The repository contains two programs. There is a prototype, which ingests a NetFlow data file and computes an allowlist with traffic limitations per network range. Furthermore, the complete pipeline for reproducing the paper evaluation is included as well. The NetFlow data is aggregated and stored in a database to facilicate more extensive analysis. From this data we can compute our allowlists (Section 4.2). Based on the allowlist and the original traffic data, we simulate the impact our proposed filtering has on the benign and malicious traffic.

  1. Citations
  2. Required Software
  3. Allowlist Prototype
  4. Data Sources
  5. Importing Data and Processing It
    1. Importing NetFlow data into Postgres
    2. Further Data Aggregation
    3. Filtering Algorithm Parameter Optimization
    4. Generating Plots
  6. Contact Information
  7. License

Citations

If you make use of the code or data in this repository, please consider citing our conference paper. You can use this Bibtex entry, use the CITATION.cff file, or use the sidebar.
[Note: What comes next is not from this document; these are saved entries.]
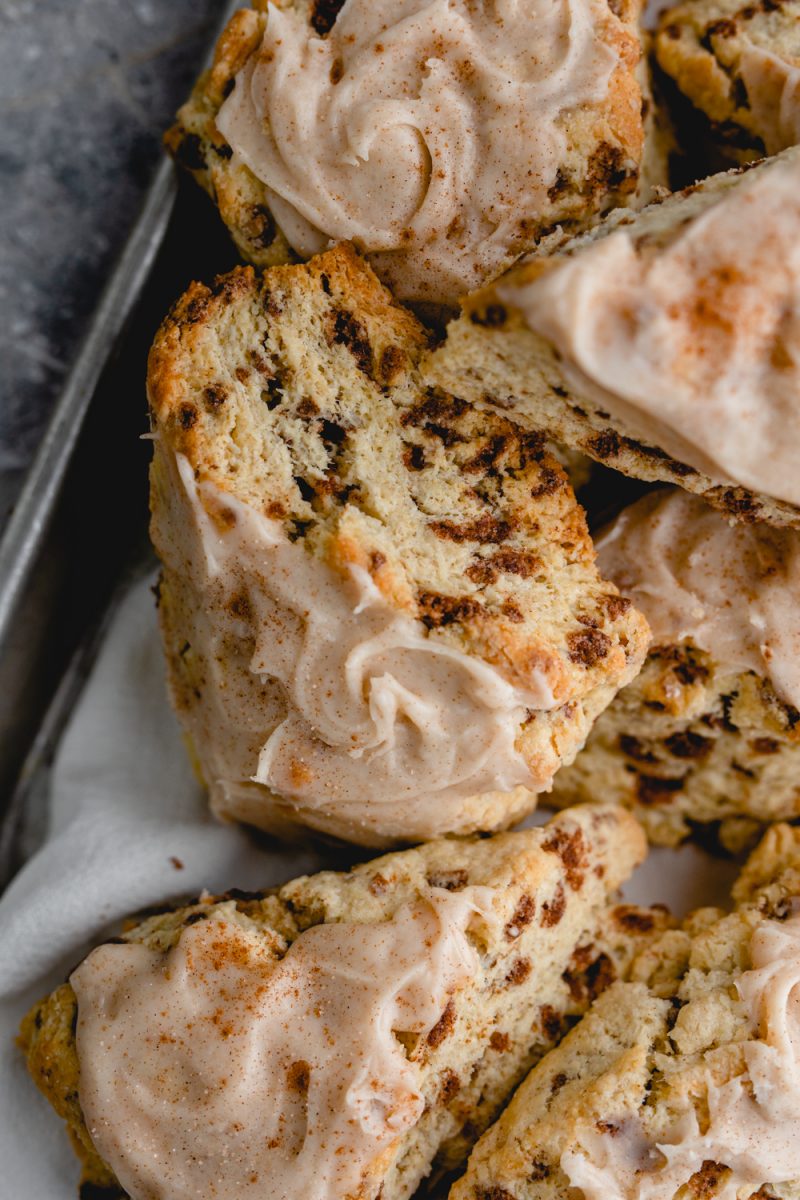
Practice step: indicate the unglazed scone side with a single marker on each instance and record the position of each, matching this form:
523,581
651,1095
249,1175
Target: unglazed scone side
650,1062
551,907
739,66
504,365
693,751
613,154
299,396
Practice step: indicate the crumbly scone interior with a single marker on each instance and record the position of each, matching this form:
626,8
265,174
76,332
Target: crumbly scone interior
552,945
299,394
614,151
500,364
649,1050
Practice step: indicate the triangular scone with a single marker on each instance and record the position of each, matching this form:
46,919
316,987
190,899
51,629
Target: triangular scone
681,1083
444,139
738,65
662,343
380,607
382,1014
707,738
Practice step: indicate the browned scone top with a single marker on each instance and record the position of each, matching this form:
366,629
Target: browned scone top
738,65
553,941
612,151
632,270
299,395
657,1090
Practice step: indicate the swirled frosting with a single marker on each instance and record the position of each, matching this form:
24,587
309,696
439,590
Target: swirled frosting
218,1069
693,342
316,690
731,589
753,1119
425,131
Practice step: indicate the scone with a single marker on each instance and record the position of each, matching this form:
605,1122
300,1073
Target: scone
344,1033
380,607
739,65
681,1083
707,738
662,343
443,139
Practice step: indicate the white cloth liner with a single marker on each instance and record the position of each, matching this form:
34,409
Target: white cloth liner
128,828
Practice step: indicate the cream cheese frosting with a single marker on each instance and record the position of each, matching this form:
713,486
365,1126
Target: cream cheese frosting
425,131
692,343
218,1069
773,85
320,691
731,589
753,1120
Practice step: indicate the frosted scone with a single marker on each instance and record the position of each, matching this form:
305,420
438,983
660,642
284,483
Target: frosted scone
740,66
663,343
380,609
709,733
683,1083
336,1038
441,138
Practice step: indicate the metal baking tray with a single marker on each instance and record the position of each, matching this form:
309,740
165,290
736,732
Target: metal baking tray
78,529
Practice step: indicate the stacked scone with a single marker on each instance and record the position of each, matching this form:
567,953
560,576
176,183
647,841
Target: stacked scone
386,623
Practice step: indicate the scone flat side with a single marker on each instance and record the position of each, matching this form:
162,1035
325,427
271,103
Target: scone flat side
494,1031
461,520
692,749
503,366
645,1048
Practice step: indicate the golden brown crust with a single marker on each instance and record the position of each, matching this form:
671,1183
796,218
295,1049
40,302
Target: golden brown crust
507,1019
701,45
606,165
647,1050
692,749
300,394
501,365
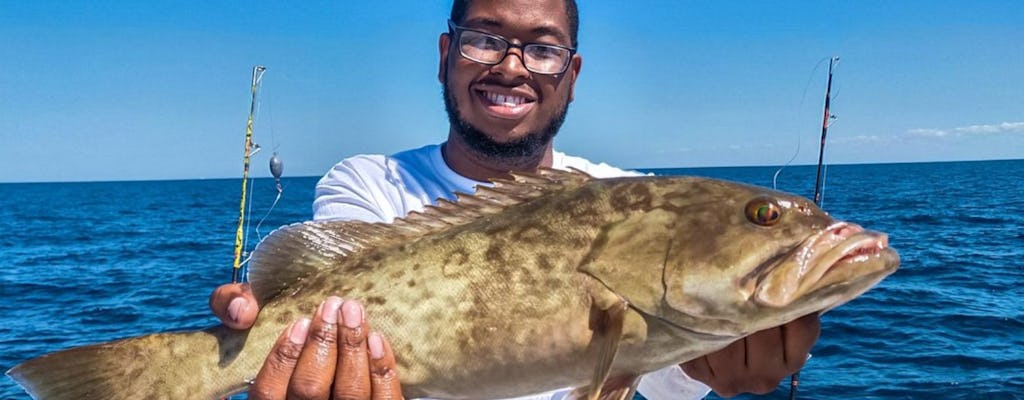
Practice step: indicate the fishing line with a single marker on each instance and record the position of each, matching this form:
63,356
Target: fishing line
803,98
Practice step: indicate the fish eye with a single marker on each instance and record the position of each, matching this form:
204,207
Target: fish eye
764,212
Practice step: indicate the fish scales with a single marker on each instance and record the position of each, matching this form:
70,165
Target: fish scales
514,291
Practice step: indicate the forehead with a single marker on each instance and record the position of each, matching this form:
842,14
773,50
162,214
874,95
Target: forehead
532,17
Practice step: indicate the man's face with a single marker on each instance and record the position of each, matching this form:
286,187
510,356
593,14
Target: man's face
504,109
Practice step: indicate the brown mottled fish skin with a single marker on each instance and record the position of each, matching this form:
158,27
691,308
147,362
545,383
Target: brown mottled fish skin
506,293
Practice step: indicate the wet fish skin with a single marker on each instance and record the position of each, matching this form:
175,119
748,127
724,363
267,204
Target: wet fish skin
510,290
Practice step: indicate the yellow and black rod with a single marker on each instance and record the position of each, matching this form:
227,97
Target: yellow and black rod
249,150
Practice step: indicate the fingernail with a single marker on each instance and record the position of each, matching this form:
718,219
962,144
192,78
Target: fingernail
329,310
376,346
236,307
352,312
299,331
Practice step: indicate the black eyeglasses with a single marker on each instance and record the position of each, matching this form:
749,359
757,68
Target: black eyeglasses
492,49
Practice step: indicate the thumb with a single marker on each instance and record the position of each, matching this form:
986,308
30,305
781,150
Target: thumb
235,305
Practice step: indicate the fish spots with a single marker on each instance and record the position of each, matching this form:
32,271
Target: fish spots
456,263
633,196
495,255
543,261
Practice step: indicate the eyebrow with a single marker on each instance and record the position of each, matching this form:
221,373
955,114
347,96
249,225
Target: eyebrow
539,31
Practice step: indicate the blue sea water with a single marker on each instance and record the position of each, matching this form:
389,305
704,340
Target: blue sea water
88,262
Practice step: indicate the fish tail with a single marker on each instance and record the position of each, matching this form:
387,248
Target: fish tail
175,365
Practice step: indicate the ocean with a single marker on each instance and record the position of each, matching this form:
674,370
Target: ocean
89,262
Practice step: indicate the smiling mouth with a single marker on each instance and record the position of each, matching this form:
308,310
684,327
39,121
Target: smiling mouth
507,106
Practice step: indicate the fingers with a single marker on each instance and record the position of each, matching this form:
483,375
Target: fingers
352,381
235,305
757,363
799,338
728,369
271,382
314,369
382,369
334,355
766,361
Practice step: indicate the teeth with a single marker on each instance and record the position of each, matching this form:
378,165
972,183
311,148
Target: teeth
509,101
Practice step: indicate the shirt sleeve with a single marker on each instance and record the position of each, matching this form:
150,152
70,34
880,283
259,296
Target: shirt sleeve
344,193
672,384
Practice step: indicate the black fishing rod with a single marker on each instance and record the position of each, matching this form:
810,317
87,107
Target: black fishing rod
824,132
795,380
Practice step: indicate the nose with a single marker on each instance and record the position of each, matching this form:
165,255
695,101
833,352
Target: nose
512,65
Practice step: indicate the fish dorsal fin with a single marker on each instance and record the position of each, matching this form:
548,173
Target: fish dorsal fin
290,254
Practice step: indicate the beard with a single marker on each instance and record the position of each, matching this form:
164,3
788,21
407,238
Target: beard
524,151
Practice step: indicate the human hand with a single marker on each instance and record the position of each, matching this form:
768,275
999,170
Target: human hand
235,305
332,356
757,363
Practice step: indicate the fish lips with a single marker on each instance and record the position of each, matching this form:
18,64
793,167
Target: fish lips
843,258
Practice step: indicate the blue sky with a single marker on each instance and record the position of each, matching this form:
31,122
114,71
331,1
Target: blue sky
103,90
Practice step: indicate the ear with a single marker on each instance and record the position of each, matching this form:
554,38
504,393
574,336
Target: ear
573,72
442,49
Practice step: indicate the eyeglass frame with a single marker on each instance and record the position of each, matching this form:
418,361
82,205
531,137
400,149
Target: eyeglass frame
456,32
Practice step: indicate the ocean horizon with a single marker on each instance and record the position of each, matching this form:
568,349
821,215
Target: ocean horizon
86,262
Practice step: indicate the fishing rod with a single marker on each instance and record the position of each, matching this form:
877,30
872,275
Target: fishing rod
795,380
250,149
824,131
@inproceedings{DNSApplayerDDoSProtection,
    author    = {Jonas Bushart and Christian Rossow},
    month     = jul,
    year      = {2023},
    booktitle = {8th IEEE European Symposium on Security and Privacy},
    title     = {{Anomaly-based Filtering of Application-Layer DDoS Against DNS Authoritatives}},
    url       = {https://publications.cispa.saarland/id/eprint/3925},
    publisher = {{IEEE}}
}

Required Software

We used the following tools for the project.

  • Jupyter Lab
    • Jupytext
  • nfdump
  • Rust (stable)
  • Postgres 11+
  • Python 3.10

Allowlist Prototype

The repository contains a prototype written in Python. It depends on an existing nfdump installation. Install nfdump either from source code or using your package manager. Install the ddos-filtering tool with pip.

pip3 install git+https://github.com/dns-application-layer-ddos/dns-application-layer-ddos

Usage:

usage: ddos-filtering [-h] [-c [CONFIG]] [-n NOW] [-o [OUTPUT]] FILES [FILES ...]

positional arguments:
  FILES                 nfdump files to process

options:
  -h, --help            show this help message and exit
  -c [CONFIG], --config [CONFIG]
                        Path to the configuration file
  -n NOW, --now NOW     The current time as RFC3339 string.
  -o [OUTPUT], --output [OUTPUT]
                        Path to write the allowlist as CSV. - for stdout.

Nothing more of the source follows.